Well, our answer was “because the annex of NFP 13 has examples of the different classifications and this lab space has hazards that are similar to those in Ordinary Hazard Group 1 examples.” You look at the annex, we tend to match more of that OH1 list.
So then the question was, well, what if you call it a Light Hazard space?
And at that point I said, okay, “well it's not really just a label that we slap on the room. This decision affects the design of the system and this spacing the amount of sprinklers and the amount of water and all of that.
And they said, “Okay, okay, but I'm okay with Light Hazard and the owner is okay with Light Hazard and then why can't we just call it Light Hazard?”
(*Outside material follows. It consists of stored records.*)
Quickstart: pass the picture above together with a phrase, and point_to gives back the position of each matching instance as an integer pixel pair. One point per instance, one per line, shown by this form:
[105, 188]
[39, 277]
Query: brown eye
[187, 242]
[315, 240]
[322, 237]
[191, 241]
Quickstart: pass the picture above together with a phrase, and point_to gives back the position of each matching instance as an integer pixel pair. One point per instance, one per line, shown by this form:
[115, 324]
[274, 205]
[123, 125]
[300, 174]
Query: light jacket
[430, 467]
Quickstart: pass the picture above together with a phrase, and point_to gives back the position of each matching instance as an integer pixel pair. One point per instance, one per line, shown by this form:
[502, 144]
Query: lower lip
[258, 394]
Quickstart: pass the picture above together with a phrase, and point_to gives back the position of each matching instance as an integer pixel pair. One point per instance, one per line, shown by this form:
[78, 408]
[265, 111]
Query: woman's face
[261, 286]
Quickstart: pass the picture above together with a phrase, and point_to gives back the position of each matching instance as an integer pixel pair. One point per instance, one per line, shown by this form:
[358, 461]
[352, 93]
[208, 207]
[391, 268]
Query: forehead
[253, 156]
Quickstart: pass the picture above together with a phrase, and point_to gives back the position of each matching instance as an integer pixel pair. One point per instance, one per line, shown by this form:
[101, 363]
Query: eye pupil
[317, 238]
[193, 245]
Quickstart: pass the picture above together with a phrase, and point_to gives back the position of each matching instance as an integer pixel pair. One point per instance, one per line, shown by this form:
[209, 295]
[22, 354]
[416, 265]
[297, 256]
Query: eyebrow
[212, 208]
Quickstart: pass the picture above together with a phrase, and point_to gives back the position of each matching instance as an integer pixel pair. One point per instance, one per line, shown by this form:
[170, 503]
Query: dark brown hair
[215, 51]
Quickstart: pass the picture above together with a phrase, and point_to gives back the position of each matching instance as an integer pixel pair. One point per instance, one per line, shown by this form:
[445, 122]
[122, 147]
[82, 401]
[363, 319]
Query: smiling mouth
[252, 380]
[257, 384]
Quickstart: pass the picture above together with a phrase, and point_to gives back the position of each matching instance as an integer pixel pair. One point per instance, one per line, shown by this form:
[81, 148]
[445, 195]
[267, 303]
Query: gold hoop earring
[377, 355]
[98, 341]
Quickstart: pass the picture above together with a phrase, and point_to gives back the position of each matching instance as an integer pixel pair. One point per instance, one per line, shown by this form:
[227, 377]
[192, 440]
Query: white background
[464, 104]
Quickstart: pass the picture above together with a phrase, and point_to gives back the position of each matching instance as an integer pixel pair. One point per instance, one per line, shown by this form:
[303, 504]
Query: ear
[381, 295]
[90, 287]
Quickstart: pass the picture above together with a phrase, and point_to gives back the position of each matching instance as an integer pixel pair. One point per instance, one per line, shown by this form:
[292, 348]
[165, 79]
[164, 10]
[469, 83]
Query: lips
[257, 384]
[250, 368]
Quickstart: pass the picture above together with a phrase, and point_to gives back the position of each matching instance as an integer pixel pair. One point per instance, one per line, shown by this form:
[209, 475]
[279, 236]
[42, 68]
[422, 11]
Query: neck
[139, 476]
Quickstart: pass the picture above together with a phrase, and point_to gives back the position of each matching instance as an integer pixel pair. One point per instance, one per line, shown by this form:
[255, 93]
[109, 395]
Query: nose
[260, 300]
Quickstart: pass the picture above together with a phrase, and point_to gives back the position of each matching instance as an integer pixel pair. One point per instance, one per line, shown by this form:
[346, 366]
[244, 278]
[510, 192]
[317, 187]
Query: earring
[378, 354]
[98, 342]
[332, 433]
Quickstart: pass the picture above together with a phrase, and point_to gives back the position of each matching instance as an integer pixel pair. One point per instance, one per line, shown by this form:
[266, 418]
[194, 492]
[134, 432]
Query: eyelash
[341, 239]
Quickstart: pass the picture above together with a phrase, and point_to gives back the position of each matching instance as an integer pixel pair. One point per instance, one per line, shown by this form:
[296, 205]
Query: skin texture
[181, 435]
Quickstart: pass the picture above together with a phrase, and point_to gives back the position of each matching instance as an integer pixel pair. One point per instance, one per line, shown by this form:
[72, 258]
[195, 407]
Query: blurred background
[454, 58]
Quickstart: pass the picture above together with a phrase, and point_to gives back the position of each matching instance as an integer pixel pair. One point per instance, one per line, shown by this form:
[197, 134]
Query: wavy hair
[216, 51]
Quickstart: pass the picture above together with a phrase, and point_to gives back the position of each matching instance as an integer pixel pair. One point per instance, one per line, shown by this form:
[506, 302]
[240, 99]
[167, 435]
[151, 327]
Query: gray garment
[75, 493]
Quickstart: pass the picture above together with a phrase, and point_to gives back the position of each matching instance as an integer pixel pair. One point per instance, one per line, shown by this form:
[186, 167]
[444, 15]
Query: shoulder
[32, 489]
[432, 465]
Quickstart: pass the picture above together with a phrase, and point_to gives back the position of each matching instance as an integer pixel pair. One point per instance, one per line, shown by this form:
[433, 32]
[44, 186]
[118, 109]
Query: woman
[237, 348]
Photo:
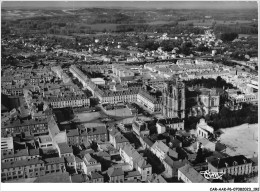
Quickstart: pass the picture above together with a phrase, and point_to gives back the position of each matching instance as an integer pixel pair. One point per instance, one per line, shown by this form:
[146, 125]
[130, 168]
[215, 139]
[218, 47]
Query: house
[157, 179]
[174, 143]
[140, 127]
[233, 165]
[91, 164]
[133, 175]
[206, 144]
[171, 166]
[64, 150]
[188, 174]
[22, 169]
[172, 123]
[34, 153]
[71, 163]
[54, 178]
[79, 178]
[203, 130]
[116, 175]
[117, 139]
[96, 177]
[137, 161]
[146, 142]
[80, 165]
[73, 137]
[55, 133]
[97, 134]
[45, 141]
[103, 155]
[54, 165]
[254, 164]
[161, 150]
[160, 128]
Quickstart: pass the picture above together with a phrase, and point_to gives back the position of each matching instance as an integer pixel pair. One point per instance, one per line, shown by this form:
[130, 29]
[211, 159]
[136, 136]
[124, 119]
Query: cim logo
[212, 175]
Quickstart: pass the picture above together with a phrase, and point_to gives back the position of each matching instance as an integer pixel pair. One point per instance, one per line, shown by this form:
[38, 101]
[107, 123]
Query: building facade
[173, 100]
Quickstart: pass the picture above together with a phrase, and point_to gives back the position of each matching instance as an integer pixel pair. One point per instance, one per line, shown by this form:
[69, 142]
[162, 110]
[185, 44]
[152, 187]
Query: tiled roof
[97, 130]
[33, 152]
[95, 175]
[73, 132]
[89, 158]
[22, 152]
[132, 174]
[230, 161]
[20, 163]
[137, 158]
[148, 141]
[103, 154]
[113, 172]
[18, 123]
[64, 148]
[192, 174]
[54, 178]
[54, 160]
[70, 159]
[120, 138]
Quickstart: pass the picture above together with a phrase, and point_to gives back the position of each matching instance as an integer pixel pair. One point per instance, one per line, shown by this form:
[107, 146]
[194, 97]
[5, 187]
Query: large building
[173, 101]
[31, 127]
[70, 101]
[79, 75]
[7, 144]
[234, 165]
[147, 100]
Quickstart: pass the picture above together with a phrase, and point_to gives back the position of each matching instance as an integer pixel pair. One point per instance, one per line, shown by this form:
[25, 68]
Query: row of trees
[242, 29]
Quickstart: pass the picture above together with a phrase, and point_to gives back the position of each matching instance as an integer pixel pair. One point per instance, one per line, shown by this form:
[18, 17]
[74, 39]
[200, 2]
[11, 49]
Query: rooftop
[64, 148]
[230, 161]
[54, 178]
[192, 174]
[113, 172]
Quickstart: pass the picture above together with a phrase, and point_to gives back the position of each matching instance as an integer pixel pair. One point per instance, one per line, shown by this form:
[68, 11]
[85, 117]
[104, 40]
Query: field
[241, 140]
[210, 22]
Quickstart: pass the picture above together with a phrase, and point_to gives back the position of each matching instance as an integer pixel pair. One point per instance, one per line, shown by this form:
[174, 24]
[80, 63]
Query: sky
[133, 4]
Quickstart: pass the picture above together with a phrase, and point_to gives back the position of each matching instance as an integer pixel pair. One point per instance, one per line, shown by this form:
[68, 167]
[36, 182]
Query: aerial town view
[123, 92]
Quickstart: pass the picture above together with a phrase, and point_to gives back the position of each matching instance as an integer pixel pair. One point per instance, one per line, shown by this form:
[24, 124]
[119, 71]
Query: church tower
[173, 100]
And it was at that point in the conversation that was really the crux of the issue is the crux of the point that I wanna make today.
BOOKS VERSUS REAL LIFE
Sometimes it's easy to get lost in the words and get lost in the standards and just kind of distance ourselves from the fact that the words in the book actually have meaning in real life. We can't, even if we're a licensed professional engineer, just make up what we want the space to be classified as. We don't just get to choose how aggressive a hazard is going to burn. If it burns, it burns. We don't exactly get to step in on some random Tuesday morning at like 2:15 AM and say, “Hey fire, you're not supposed to burn like Ordinary Hazard, you're supposed to burn like Light Hazard.”
The fire itself doesn't know any different. Fire's dumb. If it burns, it burns. We don't get to intervene at that point.
So, when we put these designations in classifying area as one occupancy class or another, we're trying to match the appropriate designation that kind of best exemplifies that area. We want to make an appropriate classification so that our system has a chance to fight that fire.
ACTUALLY SUPPRESSING A FIRE
Well, again, at the end of the day, the system is actually trying to suppress a fire. It's actually putting some amount of water, some quantifiable amount of water over some amount of area to make sure the building doesn't come down and that everyone gets out alive. That's actually our end goal here.
In a similar way, I got asked at a different time. Well, can't you just let the campus water department know in advance when you're gonna run the flow test so they can pump up the water tower and fill it to the top beforehand?
That's the same issue here. The fire itself is dumb. It doesn't know any different, and it's not gonna text me 72 hours in advance of igniting so that we can pump up that water tower to the highest level. We don't. These are automatic fire sprinkler systems. They're supposed to automatically suppress a fire, and that's what we're setting them up to do.
So why is an occupancy hazard classification important? And as we'll cover later, why are commodity classifications important?
Well, it's because this one decision sets the stage for how we design the rest of the system. The capability of a sprinkler system, the ability of the system to actually go and fight a fire depends on actually choosing the appropriate occupancy classification for an area. This decision will set up our system for potential success or potential failure.
Thanks for hanging around my very animated soapbox today. Obviously, I feel a little bit passionate about this area and have some scabs to share. I hope you're not offended by my approach here, but I kind of wanna share some of the internal dialogue and some of the misunderstandings around this, so that you have some perspective to chew on and come to your own conclusions about this. But in short, can't really stress how important this one decision is and how we categorize a hazard so that our systems are set up for success in the future.
I’m Joe Meyer, this is MeyerFire University.